The US and Australian governments agreed to exchange Cuban and Haitian refugees held at the US naval base at Guantanamo in Cuba for refugees detained by Australia on the Pacific island of Nauru.

The deal covers only migrants who have been given official refugee status because they have a proven fear of persecution, and was aimed at deterring people-smuggling. Under the agreement, some refugees who had wanted to go to Australia could end up in the United States, and some who had hoped to reach Miami could end up in Sydney.

The pact could spur more Haitians to flee their impoverished and unstable Caribbean homeland in the misguided hope of being resettled in Australia, critics say, increasing the chance of disasters at sea like Saturday's, in the Turks and Caicos islands, when dozens of Haitians drowned after their sloop capsized.

An exodus may already be happening. The US Coast Guard intercepted or rescued 704 Haitians trying to reach the United States by sea in April, compared to just five in March. That is almost as many in one month as the 769 Haitians the Coast Guard stopped at sea in all of 2006.

On La Gonave, only a few residents say they have a clue where Australia is located on a world map. But many have heard of the Australian-US refugee deal.
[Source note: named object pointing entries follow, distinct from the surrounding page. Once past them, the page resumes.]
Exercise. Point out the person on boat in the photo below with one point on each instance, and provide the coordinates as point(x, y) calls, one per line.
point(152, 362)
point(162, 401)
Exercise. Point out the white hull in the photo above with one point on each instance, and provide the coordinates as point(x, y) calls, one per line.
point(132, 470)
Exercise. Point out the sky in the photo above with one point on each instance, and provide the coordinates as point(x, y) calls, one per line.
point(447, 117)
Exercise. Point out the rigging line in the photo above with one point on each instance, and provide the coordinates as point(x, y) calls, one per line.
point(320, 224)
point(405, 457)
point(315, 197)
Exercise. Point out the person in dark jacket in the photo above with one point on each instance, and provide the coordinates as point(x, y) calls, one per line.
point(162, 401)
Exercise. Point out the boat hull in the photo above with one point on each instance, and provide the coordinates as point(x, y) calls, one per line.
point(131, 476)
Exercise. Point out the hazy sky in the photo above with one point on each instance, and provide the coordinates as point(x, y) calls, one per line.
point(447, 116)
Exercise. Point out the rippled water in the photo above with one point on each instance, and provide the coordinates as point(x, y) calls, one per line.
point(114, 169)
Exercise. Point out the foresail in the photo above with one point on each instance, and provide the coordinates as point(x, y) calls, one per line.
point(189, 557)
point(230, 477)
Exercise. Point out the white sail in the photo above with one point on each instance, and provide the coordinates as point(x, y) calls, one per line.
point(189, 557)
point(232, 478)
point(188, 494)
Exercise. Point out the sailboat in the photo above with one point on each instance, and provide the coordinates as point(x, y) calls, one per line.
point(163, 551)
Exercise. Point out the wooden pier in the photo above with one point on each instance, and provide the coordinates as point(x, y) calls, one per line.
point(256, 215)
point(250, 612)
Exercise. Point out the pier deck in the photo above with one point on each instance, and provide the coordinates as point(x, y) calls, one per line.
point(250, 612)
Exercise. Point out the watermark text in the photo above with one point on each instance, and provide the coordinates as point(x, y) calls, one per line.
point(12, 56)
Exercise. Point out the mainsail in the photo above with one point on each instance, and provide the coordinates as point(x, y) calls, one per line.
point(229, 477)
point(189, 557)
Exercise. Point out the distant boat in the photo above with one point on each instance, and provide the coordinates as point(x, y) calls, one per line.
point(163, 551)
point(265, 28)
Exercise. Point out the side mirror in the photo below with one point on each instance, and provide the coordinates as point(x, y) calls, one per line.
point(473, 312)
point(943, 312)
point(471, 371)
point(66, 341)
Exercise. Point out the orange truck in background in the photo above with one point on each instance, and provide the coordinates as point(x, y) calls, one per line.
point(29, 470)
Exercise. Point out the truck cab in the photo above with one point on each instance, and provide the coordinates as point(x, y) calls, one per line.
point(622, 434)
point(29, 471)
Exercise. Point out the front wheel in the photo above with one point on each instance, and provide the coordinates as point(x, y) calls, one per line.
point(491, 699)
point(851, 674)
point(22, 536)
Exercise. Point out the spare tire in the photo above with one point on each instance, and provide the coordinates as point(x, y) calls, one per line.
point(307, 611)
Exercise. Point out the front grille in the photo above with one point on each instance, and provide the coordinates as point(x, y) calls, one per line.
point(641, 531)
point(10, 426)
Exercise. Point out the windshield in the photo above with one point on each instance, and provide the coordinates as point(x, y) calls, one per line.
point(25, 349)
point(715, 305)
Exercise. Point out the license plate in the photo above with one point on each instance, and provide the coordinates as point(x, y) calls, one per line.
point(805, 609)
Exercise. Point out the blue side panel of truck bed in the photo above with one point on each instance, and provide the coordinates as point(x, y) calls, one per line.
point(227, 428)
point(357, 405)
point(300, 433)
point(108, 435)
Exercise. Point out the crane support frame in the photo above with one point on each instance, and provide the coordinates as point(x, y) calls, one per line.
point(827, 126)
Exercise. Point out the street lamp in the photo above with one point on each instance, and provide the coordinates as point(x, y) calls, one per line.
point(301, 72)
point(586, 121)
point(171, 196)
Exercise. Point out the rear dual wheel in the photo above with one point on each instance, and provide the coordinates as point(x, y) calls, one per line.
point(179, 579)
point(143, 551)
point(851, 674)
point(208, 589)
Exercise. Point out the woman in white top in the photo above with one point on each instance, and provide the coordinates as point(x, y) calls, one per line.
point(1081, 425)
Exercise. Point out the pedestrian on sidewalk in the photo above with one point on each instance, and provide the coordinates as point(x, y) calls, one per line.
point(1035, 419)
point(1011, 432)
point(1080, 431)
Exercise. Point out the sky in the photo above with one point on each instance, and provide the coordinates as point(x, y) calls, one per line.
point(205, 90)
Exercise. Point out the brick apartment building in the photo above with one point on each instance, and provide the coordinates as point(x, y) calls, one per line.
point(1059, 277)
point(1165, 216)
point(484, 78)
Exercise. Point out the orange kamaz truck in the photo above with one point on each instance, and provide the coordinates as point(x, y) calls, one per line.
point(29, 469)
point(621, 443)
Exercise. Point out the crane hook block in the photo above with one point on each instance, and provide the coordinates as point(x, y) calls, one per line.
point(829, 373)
"I don't know where it is, but they told me Australia is a rich country," said Virginie Saint-Clair, 28.

"I think if a Haitian like me gets there, life will be better," said Ms Saint-Clair declining to say whether she was ready to attempt the dangerous sea crossing to Florida.

Many of La Gonave's 110,000 inhabitants have relatives in the United States or have tried to get there themselves over the past two decades.

"If I have the possibility I will take my chance," said Jean Leonard, who lives in the La Gonave port of Anse-A-Galets. "We Haitians have the strength to work and we'll make our way wherever on the earth there is life."

Ti Lundi, 34, who called himself "Met lanme", meaning "Master of the sea" in Creole, said he had tried to get to the United States before and would now try again.

"Maybe it is going to be my last try," he said.

US policy toward Haitian migrants has not changed despite the Australian deal. Few Haitians would likely be entitled to be recognised as official refugees fleeing persecution. The vast majority are simply looking to leave the hemisphere's poorest country for a better life.

But Haiti's Minister for Haitians Living Abroad Jean Geneus said that message wasn't getting through.

"Those (people) smugglers who organise clandestine trips to the US might be misleading people about this agreement," Mr Geneus said. "The population, which is not really aware of the situation, might be tricked."

Human rights groups have criticised the US-Australian refugee swap. New York-based Human Rights Watch said it amounted to bargaining human lives while Amnesty International said it feared families could end up being separated.

Haiti's Fusion for the Social Democrats party regarded the measure as immoral, said spokesman Micha Gaillard.

"It is immoral because it is a lure and a trap for people who are led to believe there is a third country solution, when it is not the case," Ms Gaillard said.

US embassy officials in Port-au-Prince were not available for comment.